Für die EU: eine Gruppe von Demonstranten auf dem Maidan, dem Platz der Unabhängigkeit in Kiew. © Jan A. Nicolas / dpa
Andreas Schockenhoff im Gespräch mit Julius Stucke · 11.12.2013
Andreas Schockenhoff (CDU), Koordinator für deutsch-russische Zusammenarbeit, betont das Selbstbestimmungsrecht der Ukrainer. Er bezweifelt, dass die Zusammenarbeit mit der EU russische Interessen verletzen würde.
Julius Stucke: Mehr als 180 Seiten füllt der schwarz-rote Koalitionsvertrag, acht Kapitel. Eines davon, das siebte, trägt die Überschrift "Verantwortung in der Welt", und eine Seite, ein Unterkapitel ist explizit Russland gewidmet, dem Verhältnis von Deutschland und Russland. Das ist zwar nur eine von mehr als 180 Seiten. Das klingt jetzt wenig, es ist aber viel, denn keinem anderen Land wird ein expliziter Absatz gewidmet. Offener Dialog und breitere Zusammenarbeit mit Russland, so ist er überschrieben.

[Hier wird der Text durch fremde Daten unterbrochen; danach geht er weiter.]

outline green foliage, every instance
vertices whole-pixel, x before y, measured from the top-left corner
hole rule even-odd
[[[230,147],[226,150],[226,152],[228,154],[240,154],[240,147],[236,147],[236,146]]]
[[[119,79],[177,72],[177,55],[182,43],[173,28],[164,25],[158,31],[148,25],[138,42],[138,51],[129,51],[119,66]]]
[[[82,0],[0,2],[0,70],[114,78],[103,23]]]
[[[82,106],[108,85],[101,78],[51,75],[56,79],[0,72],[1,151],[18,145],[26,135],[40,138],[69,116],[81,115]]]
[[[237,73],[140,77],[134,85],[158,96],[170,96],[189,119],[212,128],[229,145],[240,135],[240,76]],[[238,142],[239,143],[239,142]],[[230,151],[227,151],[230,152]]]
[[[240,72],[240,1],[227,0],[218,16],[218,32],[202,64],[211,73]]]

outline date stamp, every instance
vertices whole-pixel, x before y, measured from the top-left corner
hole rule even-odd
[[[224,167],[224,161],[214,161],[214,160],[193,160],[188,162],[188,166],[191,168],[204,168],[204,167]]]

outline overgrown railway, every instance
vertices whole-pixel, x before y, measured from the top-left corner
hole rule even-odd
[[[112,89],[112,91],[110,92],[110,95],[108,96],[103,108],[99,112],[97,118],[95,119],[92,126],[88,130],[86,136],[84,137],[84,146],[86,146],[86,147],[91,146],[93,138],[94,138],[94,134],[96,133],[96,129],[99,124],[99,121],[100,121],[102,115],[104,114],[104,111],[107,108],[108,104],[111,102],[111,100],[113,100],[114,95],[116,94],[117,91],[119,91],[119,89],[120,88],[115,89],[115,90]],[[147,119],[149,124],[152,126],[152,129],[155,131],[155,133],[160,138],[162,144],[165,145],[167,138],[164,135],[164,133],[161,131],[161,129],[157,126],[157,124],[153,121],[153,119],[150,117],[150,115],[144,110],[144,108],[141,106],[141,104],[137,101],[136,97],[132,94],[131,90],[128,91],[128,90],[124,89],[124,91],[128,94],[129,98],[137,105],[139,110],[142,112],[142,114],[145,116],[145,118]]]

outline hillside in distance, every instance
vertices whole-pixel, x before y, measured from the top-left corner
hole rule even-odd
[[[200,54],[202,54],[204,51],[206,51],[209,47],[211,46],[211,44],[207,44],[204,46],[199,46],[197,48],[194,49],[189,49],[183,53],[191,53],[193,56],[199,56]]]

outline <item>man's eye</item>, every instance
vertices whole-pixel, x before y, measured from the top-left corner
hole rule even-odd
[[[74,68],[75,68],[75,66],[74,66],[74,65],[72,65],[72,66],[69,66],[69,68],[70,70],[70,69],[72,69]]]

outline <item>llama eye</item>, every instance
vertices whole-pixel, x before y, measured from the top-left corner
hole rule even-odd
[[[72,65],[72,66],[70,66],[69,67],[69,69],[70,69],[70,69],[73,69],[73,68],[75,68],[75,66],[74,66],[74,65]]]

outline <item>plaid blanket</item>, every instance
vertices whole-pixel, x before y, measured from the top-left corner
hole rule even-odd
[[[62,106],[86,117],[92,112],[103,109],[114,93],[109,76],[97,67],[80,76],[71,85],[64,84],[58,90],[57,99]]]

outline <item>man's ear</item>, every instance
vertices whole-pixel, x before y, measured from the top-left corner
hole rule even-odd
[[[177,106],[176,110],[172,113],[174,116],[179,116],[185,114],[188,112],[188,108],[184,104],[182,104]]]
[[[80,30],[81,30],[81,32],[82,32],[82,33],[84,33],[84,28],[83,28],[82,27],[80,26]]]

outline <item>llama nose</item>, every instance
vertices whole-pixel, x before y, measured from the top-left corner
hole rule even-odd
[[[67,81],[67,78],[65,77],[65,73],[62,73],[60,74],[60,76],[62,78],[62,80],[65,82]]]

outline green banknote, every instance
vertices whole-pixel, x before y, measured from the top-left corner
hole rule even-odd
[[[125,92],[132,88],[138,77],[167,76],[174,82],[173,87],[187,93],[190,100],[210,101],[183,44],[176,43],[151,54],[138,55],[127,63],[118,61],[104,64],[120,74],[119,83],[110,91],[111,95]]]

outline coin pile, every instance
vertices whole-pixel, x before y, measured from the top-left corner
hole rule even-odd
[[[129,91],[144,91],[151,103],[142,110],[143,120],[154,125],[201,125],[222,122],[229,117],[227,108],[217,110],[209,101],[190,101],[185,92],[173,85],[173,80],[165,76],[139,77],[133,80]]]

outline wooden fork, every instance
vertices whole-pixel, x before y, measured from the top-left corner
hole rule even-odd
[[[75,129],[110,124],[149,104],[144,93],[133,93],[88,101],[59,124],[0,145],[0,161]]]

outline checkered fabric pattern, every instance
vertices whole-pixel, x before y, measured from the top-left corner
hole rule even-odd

Wie passt das zu den verstimmten Tönen, die gerade in Sachen Ukraine, EU, Russland anklingen? Wie könnte, wie soll die deutsch-russischen Zusammenarbeit aussehen? Darüber habe ich am Anfang der Sendung mit Andreas Schockenhoff gesprochen, CDU Politiker und Koordinator der deutsch-russischen Zusammenarbeit, und ihn zuerst gefragt: Angesichts der aktuellen Lage in der Ukraine - die Polizei ist ja auf den Unabhängigkeitsplatz vorgerückt –, womit rechnet er denn? Eskaliert die Situation oder lässt es sich friedlich lösen?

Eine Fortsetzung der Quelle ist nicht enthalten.